En tout état de cause, le salarié devra respecter un repos minimal de 11 heures consécutives par jour et d’un repos hebdomadaire de 35 heures.

Les salariés relevant de cette catégorie bénéficient du repos quotidien et hebdomadaire, des jours fériés chômés dans l’entreprise, des congés payés et le cas échéant, des congés d’ancienneté et des congés spéciaux appliqués dans l’entreprise.

La rémunération annuelle des salariés signataires d'une convention de forfait en jours est forfaitaire et fait l’objet d’un lissage sur l’année.

La rémunération mensuelle est ainsi égale à 1 / 12e de la rémunération annuelle fixée dans la convention individuelle de forfait, quel que soit le nombre de jours réellement travaillés dans le mois.


7. 3 : Modalités et caractéristiques du forfait en jours


1 Période annuelle


La période annuelle de référence commence du 1er janvier et se termine le 31 décembre.


2 Nombre de jours travaillés sur une année


Le nombre annuel de jours travaillés est fixé à 212 jours pour une année civile (du 1er janvier au 31 décembre) journée de solidarité comprise – sans préjudice des éventuels jours de congés d’ancienneté.

Les salariés bénéficieront de 16 jours de repos par an appelés « RTT ».

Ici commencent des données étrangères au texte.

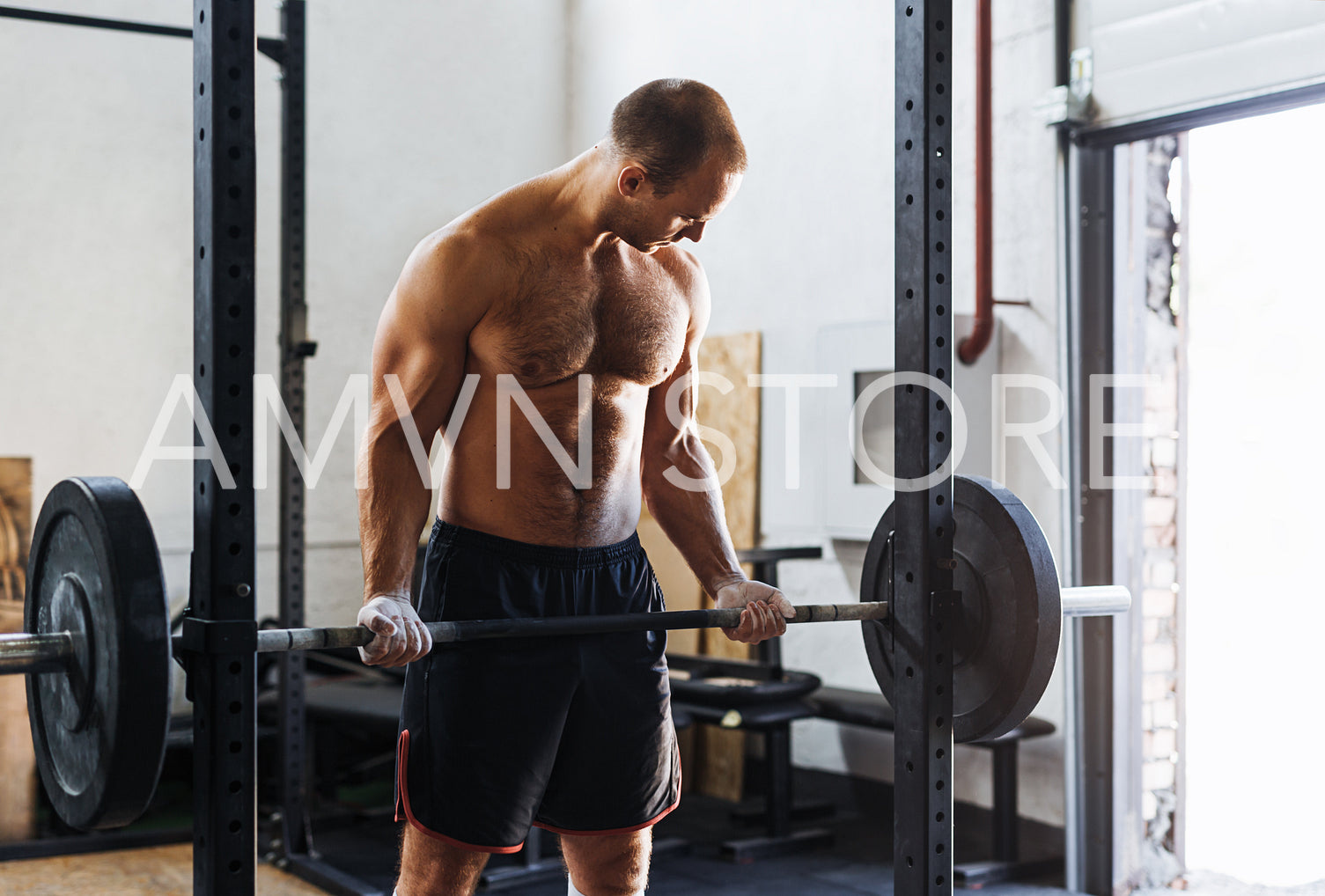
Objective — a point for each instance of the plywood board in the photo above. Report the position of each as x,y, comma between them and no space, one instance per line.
15,524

Les jours de congés supplémentaires (notamment les jours de congés conventionnels) dont bénéficient certains salariés en raison de leur ancienneté viennent diminuer le seuil de 212 jours du nombre de jours correspondant.


3 : Forfait réduit


Sont considérés comme travaillant

en forfait réduit en jours, les salariés pour lesquels le nombre de jours de travail mentionné dans leur contrat de travail est inférieur au nombre de jours stipulé à l’article 7.3 du présent accord.

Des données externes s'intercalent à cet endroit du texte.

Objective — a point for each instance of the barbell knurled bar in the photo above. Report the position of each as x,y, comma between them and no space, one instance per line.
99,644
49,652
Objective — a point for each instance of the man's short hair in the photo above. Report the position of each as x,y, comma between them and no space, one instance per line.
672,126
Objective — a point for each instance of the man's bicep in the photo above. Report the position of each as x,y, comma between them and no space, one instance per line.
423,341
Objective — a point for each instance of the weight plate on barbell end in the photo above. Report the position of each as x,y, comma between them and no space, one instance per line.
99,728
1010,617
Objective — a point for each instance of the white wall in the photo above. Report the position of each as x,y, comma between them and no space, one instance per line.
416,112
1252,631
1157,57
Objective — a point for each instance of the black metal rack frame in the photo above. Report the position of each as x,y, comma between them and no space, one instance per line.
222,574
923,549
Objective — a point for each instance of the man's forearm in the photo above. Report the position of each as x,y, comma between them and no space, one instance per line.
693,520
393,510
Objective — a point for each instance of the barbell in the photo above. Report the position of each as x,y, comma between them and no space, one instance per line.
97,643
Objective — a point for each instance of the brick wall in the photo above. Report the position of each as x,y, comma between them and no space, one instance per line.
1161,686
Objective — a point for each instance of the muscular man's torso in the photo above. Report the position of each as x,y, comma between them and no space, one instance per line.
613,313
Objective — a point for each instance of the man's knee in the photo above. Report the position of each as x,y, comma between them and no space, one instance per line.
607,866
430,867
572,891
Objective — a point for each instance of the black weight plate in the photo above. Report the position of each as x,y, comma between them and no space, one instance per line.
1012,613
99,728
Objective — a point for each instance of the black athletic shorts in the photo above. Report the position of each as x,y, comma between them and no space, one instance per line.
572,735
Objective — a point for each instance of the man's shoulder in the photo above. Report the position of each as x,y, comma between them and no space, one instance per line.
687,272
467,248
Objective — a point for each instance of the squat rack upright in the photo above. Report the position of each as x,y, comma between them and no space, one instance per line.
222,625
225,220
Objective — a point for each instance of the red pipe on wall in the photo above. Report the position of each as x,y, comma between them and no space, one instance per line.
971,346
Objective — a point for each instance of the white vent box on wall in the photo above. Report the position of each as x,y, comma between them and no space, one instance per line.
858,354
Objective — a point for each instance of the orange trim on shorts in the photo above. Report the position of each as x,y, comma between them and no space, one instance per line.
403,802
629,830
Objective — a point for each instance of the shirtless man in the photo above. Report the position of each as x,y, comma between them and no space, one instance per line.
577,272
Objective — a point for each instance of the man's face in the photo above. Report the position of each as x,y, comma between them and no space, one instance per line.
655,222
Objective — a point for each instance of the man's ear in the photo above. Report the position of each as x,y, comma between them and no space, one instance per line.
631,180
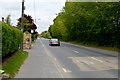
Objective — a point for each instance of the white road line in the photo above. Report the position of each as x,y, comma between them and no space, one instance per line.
75,51
96,59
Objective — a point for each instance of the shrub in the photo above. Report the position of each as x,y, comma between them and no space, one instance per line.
11,39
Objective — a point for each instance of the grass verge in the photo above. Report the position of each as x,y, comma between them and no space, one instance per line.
12,65
95,46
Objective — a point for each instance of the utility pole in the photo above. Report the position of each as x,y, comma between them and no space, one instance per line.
22,24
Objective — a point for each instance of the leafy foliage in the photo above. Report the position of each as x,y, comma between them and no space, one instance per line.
11,39
8,20
94,23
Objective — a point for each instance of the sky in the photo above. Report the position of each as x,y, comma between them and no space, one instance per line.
43,11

Cette réduction et cet aménagement du plafond de jours de travail sont subordonnés à l’accord du responsable hiérarchique qui devra veiller à permettre le bon fonctionnement de l’unité et le maintien d’une bonne qualité de service.

Une convention de forfait réduit en jours doit définir précisément le nombre de jours normalement travaillés ainsi que le nombre de jours non travaillés.

Le contrat de travail ou un avenant à celui-ci peut prévoir que le salarié bénéficie d’un forfait annuel réduit, portant sur un nombre de jours travaillés inférieur à 212, contractuellement prévu.

Le forfait réduit peut :
•soit être convenu entre les parties au contrat de travail à l’occasion de l’embauche,
•soit être proposé au salarié par sa hiérarchie en cours de contrat,
•soit être sollicité par le salarié auprès de sa hiérarchie en cours de contrat.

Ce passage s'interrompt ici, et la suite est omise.